Marie Brizard, un succès venu tout droit du XVIIe siècle

Tout le monde ou presque connaît Marie Brizard en tant que marque de spiritueux. Seulement, peu savent qui était Marie Brizard (1714-1801), jeune femme qui a donné son nom à l’entreprise éponyme lors de sa création en 1755. 

Pour connaître l’origine de cette entreprise qui génère aujourd’hui près de 490 millions d’euros de chiffre d’affaires (2019) et emploie autour de 2 000 personnes, il faut retracer le parcours d’une jeune femme, fille d’un tonnelier et bouilleur de cru de Bordeaux. La vie de Marie Brizard, troisième d’une fratrie de quinze enfants, est d’ailleurs soumise à deux hypothèses pour retracer sa légende bâtie sur l’origine de la liqueur anisée ayant fait sa réputation. 

La première, qui est aussi la plus romanesque, raconte qu’elle rencontre sur les quais de Bordeaux un marin antillais (ou un esclave noir, les interprétations varient) bien malade, gisant à terre. La voyant lui venir en aide, ce dernier décide en guise de reconnaissance de lui confier la recette d’une liqueur anisée chargée de redonner la santé. L’autre hypothèse décrit que son neveu, Paul Alexandre Brizard, lui aurait ramené des Antilles des herbes et épices nécessaires à la confection de ce nouveau breuvage. Quoi qu’il en soit, sa boisson attire énormément ses contemporains et elle parvient ainsi à la commercialiser et à créer une entreprise portant son nom, fait rare pour une femme au XVIIIe siècle.
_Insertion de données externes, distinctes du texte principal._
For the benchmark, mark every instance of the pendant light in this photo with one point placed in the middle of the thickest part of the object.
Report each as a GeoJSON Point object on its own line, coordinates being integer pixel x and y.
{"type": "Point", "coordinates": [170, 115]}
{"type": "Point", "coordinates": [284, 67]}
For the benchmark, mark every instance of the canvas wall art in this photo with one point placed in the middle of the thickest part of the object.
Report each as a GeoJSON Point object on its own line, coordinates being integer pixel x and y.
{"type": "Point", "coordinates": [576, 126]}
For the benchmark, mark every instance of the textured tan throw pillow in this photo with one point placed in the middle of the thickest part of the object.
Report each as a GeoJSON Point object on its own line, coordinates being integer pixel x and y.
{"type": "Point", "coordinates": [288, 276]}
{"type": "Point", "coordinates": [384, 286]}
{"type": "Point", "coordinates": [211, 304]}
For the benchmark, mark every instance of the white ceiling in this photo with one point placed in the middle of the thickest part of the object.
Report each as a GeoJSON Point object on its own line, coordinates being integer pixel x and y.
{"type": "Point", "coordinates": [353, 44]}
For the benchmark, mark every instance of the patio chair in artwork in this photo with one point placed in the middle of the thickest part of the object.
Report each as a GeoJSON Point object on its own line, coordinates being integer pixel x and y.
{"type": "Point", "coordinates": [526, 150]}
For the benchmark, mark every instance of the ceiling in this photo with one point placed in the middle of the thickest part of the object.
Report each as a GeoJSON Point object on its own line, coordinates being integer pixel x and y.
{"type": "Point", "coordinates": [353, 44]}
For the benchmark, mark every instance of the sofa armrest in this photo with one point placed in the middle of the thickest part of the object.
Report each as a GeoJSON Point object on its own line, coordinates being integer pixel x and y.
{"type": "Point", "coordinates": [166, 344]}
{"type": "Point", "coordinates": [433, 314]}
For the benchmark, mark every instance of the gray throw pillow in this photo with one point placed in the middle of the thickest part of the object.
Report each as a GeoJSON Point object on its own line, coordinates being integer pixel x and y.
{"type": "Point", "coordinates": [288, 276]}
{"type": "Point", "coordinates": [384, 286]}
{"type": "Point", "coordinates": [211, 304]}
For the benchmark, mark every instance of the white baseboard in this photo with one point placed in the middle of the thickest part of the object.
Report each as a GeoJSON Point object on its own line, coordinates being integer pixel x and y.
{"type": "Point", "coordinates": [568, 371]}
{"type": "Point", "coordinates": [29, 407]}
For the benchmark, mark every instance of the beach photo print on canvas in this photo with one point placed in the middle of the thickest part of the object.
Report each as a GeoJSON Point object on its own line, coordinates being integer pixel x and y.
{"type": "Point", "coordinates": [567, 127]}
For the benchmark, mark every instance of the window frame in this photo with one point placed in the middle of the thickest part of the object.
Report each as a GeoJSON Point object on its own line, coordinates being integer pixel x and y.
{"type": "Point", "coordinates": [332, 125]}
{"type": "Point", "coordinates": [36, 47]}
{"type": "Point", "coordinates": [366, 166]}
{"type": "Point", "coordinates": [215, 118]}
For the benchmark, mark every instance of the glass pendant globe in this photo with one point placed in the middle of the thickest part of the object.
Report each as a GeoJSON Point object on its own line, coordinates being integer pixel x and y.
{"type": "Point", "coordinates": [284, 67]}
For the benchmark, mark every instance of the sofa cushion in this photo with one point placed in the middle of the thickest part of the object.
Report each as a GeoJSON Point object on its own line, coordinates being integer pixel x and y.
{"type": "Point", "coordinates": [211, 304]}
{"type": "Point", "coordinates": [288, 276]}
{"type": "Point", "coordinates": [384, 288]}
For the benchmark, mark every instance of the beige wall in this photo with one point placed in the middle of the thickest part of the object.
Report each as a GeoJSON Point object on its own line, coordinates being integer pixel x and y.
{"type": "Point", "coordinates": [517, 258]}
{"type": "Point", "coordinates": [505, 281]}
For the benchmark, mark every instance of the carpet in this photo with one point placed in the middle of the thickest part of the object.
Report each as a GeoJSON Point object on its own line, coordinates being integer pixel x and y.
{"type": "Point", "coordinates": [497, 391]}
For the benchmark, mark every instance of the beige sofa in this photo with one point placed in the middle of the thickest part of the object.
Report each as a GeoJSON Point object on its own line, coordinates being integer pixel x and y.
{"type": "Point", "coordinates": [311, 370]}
Une société familiale jusqu’en 1990

Aidée par un autre neveu, Jean-Baptiste Roger, Marie Brizard, célibataire et sans enfant, parvient à développer cette affaire qu’elle confie à la fin de sa vie à la veuve de ce neveu, lui aussi décédé. Les enfants de la famille poursuivent la gestion de l’entreprise jusqu’au mariage de l’arrière-petite-fille de Jean-Baptiste Roger avec Pierre-Joseph Glotin (1828-1884). Les enfants du couple prennent la succession et huit générations de Glotin dirigent l’entreprise jusqu’à la fin des années 1990. Les déboires financiers de la société familiale, qui peine à résister à la concurrence des grands groupes, contraint ses propriétaires à trouver un nouvel acquéreur.

En 2006, le groupe Belvédère, déjà propriétaire de plusieurs marques d’alcool, rachète Marie Brizard et rebaptise quelques années plus tard l’ensemble des activités sous le nom de Marie Brizard Wine & Spirits (MBWS). La maison-mère, Belvédère, est déjà coté en bourse lorsque Marie Brizard intègre son giron. Les difficultés sont cependant trop nombreuses et le groupe est placé en procédure de sauvegarde en 2008 puis en redressement judiciaire en 2012. 

Aux côtés de William Peel et de Sobieski

Malgré ces difficultés, MBWS rebondit et trouve son modèle économique, en misant sur ses filiales à l’international (Pologne, Shanghai, Brésil et Caraïbes). Mieux, il prend en 2015 de l’avance sur son calendrier de sortie de crise financière et vend certaines marques, comme les vins Moncigale. Fin 2020, MBWS se désengage de ses activités en Pologne et lance une opération d’augmentation de capital qui lui permet de récolter 100,9 millions d’euros en février 2021. Cette augmentation et ces désengagements visent à faire repartir le groupe sur de bonnes bases en axant le développement autour de marques fortes : le whisky William Peel, les vodkas Krupnik et Sobieski, la liqueur anisée Marie Brizard, le cognac Gautier et Fruits & Wine, leader en matière de boissons aromatisées à base de vin. 

En optant en 2015 et 2016 pour un nouveau nom et une identité visuelle mettant en avant sa créatrice, MBWS veut faire de l’anisette et de son histoire son atout majeur. Il faut dire que, tout au long de son existence, la marque Marie Brizard a su séduire les générations en obtenant des prix d’excellence : servie à la table du roi Louis XV (1710-1774), la liqueur anisée est primée depuis plus de trois siècles lors de concours de dégustation. 

Aujourd’hui, avec un capital estimé à 150 millions d’euros et un recentrage de ses activités sur ses marques fortes, MBWS veut envisager l’avenir plus sereinement. Et perpétuer dans le futur le nom d’une dame qui a réussi à créer un produit unique, il y a déjà 366 ans.